Pennica D, Hayflick J S, Bringman T S, Palladino M A, Goeddel D V
Proc Natl Acad Sci U S A. 1985 Sep;82(18):6060-4. doi: 10.1073/pnas.82.18.6060.
A murine tumor necrosis factor (MuTNF) cDNA was isolated from a cDNA library prepared by using mRNA from the murine macrophage-like cell line PU5-1.8 induced with 4 beta-phorbol 12 beta-myristate 13 alpha-acetate. The cDNA encodes a polypeptide consisting of a 79 amino acid pre sequence followed by a mature MuTNF sequence of 156 amino acids. The 235 amino acid murine pre-TNF polypeptide is 79% homologous to the human pre-TNF protein. There is one potential N-linked glycosylation site on MuTNF, in contrast to human TNF, which lacks any such site. The MuTNF cDNA, when engineered for expression in Escherichia coli, was found to direct the synthesis of biologically active MuTNF as determined by its cytotoxicity against several transformed cell lines.

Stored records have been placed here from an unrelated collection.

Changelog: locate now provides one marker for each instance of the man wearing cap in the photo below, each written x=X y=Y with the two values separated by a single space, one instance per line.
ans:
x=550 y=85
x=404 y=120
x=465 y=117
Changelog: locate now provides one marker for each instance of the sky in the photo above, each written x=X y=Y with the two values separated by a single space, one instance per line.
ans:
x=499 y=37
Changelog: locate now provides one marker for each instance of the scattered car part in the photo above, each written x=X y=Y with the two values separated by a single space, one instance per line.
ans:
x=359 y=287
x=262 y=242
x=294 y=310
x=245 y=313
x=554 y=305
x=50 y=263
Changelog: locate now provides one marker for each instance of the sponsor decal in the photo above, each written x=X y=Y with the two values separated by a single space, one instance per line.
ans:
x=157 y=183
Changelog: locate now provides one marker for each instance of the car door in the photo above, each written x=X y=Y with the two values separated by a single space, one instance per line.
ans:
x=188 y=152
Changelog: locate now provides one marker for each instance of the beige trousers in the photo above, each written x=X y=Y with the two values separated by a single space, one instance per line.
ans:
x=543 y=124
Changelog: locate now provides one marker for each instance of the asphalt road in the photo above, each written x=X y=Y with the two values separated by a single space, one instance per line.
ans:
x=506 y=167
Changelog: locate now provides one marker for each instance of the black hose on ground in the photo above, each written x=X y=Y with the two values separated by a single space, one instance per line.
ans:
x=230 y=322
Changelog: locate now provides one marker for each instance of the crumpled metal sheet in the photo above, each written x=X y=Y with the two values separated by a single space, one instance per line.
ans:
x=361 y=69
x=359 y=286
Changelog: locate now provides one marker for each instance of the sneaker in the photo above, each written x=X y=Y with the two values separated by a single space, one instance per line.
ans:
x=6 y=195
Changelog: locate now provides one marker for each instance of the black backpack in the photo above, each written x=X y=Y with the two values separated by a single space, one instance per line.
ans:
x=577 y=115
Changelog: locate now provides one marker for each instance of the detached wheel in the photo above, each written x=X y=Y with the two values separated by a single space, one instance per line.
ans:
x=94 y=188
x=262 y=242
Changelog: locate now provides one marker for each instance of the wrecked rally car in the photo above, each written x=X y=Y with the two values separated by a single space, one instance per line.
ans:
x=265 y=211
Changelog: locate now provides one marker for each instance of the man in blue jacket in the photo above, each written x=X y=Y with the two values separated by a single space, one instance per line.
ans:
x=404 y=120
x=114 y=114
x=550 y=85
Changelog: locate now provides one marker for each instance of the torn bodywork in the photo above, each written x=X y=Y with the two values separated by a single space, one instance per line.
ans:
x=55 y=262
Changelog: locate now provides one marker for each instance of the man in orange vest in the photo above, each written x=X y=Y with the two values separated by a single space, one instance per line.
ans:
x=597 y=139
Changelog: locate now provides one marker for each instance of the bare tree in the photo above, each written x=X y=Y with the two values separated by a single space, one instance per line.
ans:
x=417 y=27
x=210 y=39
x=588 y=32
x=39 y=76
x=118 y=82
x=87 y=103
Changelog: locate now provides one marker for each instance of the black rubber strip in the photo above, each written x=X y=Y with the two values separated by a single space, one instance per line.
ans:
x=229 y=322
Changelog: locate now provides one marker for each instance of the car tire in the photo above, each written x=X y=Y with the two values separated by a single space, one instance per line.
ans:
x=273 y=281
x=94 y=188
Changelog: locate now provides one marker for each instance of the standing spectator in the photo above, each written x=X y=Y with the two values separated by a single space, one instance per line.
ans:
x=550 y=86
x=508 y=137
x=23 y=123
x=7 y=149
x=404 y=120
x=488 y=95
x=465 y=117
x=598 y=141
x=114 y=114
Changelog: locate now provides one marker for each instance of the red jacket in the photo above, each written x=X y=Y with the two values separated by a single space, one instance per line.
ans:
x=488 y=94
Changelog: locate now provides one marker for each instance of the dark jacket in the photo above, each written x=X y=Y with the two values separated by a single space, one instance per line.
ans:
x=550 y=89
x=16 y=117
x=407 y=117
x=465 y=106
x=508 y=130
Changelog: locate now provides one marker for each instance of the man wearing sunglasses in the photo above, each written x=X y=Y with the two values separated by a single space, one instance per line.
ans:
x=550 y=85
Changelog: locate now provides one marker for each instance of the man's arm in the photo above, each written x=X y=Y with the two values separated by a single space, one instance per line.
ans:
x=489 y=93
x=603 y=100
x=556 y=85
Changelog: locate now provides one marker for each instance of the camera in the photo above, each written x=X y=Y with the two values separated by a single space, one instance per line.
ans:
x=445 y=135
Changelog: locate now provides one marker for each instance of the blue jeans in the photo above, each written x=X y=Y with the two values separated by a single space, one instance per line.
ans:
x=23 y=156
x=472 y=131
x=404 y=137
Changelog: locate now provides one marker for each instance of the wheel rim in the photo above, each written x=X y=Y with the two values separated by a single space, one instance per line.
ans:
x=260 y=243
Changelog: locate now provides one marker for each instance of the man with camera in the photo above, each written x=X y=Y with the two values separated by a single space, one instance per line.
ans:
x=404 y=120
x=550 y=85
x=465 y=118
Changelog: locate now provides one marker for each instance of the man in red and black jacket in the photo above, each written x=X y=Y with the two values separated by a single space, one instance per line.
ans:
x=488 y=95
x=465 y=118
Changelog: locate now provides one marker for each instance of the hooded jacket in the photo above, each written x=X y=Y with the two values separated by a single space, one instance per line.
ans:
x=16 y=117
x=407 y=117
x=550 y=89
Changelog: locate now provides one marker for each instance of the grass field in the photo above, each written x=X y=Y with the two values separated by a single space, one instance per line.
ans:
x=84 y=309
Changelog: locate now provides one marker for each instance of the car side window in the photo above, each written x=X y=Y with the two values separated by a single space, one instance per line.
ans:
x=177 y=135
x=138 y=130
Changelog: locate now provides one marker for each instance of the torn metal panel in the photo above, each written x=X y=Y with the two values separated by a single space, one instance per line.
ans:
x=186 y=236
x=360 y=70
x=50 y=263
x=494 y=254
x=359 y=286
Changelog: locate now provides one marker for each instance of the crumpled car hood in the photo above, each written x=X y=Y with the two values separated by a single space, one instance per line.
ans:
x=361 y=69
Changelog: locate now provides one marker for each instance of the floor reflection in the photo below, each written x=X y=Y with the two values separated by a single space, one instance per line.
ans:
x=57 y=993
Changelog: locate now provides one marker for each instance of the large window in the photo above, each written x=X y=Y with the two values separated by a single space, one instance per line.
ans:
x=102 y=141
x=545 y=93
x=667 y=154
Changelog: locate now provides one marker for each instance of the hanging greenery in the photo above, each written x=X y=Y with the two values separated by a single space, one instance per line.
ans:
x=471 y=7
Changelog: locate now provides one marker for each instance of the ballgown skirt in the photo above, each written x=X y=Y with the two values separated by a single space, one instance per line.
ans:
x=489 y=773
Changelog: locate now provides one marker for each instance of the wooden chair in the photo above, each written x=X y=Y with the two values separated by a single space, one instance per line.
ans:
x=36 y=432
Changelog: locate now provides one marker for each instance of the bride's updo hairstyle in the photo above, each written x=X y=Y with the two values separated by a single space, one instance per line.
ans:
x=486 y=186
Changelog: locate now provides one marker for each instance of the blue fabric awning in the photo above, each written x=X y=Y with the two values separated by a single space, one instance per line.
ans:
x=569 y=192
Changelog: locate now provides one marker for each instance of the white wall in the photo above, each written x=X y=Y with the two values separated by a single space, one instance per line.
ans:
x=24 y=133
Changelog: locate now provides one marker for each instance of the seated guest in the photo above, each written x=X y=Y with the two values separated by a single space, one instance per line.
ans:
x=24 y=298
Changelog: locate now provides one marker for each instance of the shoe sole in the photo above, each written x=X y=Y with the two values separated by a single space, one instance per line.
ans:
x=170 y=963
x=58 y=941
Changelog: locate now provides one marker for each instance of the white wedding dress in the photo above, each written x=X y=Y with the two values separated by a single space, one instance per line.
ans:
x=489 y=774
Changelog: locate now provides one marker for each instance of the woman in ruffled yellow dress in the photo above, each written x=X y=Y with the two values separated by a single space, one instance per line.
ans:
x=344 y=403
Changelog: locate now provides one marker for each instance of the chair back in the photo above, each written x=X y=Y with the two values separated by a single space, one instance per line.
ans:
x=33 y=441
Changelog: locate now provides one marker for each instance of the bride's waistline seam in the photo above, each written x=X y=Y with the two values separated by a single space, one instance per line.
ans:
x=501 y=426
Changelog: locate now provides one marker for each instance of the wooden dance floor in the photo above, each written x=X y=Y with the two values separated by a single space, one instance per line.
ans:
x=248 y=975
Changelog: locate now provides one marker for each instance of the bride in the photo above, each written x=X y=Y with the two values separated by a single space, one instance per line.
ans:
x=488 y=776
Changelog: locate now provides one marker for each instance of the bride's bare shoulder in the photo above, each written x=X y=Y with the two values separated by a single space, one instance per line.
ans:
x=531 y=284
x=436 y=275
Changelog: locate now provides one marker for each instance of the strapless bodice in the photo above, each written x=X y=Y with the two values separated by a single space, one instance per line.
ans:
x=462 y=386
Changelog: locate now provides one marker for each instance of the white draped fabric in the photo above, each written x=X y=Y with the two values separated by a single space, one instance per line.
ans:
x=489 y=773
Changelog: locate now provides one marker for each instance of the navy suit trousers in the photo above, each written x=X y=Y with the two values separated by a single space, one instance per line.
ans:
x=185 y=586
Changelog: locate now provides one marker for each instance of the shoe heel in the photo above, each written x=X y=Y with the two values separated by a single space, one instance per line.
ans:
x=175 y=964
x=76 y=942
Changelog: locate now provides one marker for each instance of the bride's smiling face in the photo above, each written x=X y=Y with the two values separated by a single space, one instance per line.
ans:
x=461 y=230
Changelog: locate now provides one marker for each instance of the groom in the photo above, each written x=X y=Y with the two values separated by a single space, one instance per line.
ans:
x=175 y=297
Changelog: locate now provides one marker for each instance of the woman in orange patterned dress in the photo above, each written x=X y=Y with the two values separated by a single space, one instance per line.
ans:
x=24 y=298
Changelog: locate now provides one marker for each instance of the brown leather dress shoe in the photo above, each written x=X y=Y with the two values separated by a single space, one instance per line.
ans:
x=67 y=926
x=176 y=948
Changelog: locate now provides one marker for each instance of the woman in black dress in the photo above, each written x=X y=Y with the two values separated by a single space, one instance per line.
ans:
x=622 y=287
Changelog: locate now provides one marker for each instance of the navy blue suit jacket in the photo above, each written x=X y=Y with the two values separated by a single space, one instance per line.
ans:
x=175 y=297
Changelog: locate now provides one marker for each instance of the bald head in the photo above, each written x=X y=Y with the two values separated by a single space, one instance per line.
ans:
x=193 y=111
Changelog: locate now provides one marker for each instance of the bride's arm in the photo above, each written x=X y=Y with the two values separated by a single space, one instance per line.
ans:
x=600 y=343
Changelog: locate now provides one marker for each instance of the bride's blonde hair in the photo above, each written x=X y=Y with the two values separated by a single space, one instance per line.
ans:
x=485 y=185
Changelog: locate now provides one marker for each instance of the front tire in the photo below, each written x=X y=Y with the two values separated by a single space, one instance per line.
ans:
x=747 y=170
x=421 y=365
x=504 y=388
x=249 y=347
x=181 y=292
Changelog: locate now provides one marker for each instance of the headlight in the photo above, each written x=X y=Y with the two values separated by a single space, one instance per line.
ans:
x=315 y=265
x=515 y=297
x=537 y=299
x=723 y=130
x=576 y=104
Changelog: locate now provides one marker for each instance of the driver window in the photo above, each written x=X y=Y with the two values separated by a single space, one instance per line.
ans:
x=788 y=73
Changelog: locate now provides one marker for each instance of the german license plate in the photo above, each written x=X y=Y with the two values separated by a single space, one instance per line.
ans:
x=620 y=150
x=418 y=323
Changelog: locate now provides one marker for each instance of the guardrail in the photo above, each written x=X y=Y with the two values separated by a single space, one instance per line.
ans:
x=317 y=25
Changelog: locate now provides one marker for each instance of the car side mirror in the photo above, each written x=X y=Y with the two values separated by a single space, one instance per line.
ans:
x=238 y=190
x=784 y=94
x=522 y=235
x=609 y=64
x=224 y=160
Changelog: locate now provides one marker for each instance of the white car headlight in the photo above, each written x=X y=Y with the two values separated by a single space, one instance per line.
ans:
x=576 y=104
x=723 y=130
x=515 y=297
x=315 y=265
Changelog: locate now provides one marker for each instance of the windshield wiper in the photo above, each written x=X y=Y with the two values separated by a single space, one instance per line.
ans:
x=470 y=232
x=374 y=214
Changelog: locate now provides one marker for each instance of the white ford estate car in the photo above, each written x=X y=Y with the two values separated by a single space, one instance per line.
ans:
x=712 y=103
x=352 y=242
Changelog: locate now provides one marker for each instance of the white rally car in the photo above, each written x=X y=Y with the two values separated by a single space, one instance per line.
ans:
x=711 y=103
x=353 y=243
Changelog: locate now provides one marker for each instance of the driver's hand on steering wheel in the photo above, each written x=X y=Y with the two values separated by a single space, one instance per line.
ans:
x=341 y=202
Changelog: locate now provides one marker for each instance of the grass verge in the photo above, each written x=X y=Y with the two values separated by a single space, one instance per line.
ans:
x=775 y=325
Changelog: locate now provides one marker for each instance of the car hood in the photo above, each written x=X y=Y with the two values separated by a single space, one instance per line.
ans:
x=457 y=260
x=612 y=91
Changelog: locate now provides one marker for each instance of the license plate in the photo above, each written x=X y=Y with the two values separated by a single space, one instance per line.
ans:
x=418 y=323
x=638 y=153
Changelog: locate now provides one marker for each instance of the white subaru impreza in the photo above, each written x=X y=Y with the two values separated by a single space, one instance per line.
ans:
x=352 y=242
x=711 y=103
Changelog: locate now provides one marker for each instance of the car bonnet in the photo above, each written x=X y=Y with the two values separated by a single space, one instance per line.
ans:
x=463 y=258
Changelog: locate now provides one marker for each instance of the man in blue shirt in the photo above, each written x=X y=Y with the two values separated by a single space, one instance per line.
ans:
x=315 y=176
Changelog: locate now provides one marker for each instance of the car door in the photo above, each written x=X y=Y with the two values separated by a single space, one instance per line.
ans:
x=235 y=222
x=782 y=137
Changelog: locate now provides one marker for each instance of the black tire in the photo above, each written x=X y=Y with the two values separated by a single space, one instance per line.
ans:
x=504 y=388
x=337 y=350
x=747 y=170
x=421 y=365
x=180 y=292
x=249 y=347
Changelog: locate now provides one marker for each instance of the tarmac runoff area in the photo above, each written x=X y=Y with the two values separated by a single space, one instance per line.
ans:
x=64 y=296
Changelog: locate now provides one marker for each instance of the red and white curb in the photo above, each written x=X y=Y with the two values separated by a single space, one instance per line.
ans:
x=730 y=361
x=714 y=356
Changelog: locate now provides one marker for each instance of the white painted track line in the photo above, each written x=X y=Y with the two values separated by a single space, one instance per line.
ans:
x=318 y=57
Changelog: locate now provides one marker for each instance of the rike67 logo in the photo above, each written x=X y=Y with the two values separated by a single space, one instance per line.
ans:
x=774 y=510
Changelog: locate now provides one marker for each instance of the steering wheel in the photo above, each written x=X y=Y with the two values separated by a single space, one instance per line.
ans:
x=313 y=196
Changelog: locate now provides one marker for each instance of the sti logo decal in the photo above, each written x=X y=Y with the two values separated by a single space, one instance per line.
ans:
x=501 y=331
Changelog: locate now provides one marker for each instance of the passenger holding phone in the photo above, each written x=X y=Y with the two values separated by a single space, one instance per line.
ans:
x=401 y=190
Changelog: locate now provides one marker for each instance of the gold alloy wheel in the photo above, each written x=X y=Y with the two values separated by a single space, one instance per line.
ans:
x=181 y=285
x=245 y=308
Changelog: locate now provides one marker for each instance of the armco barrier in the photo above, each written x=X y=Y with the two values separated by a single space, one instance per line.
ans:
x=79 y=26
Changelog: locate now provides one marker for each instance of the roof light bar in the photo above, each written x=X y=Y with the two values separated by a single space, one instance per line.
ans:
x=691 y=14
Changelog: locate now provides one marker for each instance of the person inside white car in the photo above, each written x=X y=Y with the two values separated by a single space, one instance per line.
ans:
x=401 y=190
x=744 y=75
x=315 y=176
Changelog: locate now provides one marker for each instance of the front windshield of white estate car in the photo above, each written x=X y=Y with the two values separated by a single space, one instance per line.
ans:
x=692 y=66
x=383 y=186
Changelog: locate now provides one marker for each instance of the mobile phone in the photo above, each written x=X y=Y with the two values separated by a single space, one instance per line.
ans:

从小鼠巨噬细胞样细胞系PU5-1.8用4β-佛波醇12β-肉豆蔻酸酯13α-乙酸酯诱导后制备的cDNA文库中分离出小鼠肿瘤坏死因子(MuTNF)cDNA。该cDNA编码一种多肽,由79个氨基酸的前序列和随后的156个氨基酸的成熟MuTNF序列组成。235个氨基酸的小鼠前TNF多肽与人前TNF蛋白的同源性为79%。与缺乏任何此类位点的人TNF不同,MuTNF上有一个潜在的N-连接糖基化位点。当将MuTNF cDNA构建用于在大肠杆菌中表达时,通过其对几种转化细胞系的细胞毒性测定发现它能指导合成具有生物活性的MuTNF。